Retail investors are naturally at a disadvantage in terms of market understanding and information flow. This is magnified in difficult markets. In the March quarter, for example, retail investors saw their stake increase in 994 NSE-listed companies, but the average equity returns generated by this set were (-) 7%. In addition, all of the 699 companies where retail investors reduced their stake posted average stock market gains of 8.9% in the quarter.
Point and counterpoint
For now, the importance of retail investors in the domestic stock market is underscored by the volatility of FII flows to India over the past decade. FIIs are generally speculative capital flows and are extremely sensitive to interest rate differentials between countries. FII inflows in India remained consistently high between 2009-10 and 2014-15. With interest rates in developed economies very low due to a monetary stimulus following the 2008 financial crisis, investors sought higher yields elsewhere.
However, net FII flows remained low between 2015-16 and 2019-20, before reaching a record high of $36.2 billion in 2020-21, as the covid-19 pandemic necessitated monetary stimulus and a reduction in interest rates. However, the tide turned again in 2021-22 as negative global signals including rising inflation and consequent monetary tightening by major global central banks led to a record net outflow of $18 billion. of dollars. A strong base of domestic retail investors can act as a counterweight to the extreme volatility of FIIs.

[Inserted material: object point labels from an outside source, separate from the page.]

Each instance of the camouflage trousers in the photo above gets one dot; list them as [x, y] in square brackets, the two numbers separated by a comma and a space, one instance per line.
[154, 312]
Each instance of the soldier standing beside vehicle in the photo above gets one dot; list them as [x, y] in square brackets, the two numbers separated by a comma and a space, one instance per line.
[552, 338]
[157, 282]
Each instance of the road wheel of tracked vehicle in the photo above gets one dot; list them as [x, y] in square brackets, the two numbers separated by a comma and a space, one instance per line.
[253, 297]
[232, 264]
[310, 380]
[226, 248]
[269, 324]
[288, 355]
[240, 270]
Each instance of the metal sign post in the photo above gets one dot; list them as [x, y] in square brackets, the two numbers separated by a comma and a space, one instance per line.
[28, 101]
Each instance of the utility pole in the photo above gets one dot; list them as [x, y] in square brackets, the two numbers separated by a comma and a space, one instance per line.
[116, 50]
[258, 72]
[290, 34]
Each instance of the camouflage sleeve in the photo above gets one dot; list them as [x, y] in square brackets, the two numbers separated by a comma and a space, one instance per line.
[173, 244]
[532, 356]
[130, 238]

After a three-year hiatus, domestic retail investors became net buyers in 2020, making net purchases of ₹51,200 crore on the NSE. In 2021, this has increased further to reach ₹1.43 trillion. A sector analysis reveals that retail investors are diversified across several sectors. Financial services (20.3%), followed by materials (15.3%) and information technology (12.5%), are the main sectors for retail investors. Unlike government and FII, which have a high exposure to the financial sector (38.5% and 34.8%, respectively), retail investors have a much more even distribution.
Over the past two years, retail investors have increased their participation in eight of the 11 sectors surveyed. This includes those that have benefited during the pandemic, such as IT and healthcare, while holdings in financials and energy have declined. The current stock market volatility will test the resolve of Indian retail investors and determine whether they are here to stay or not.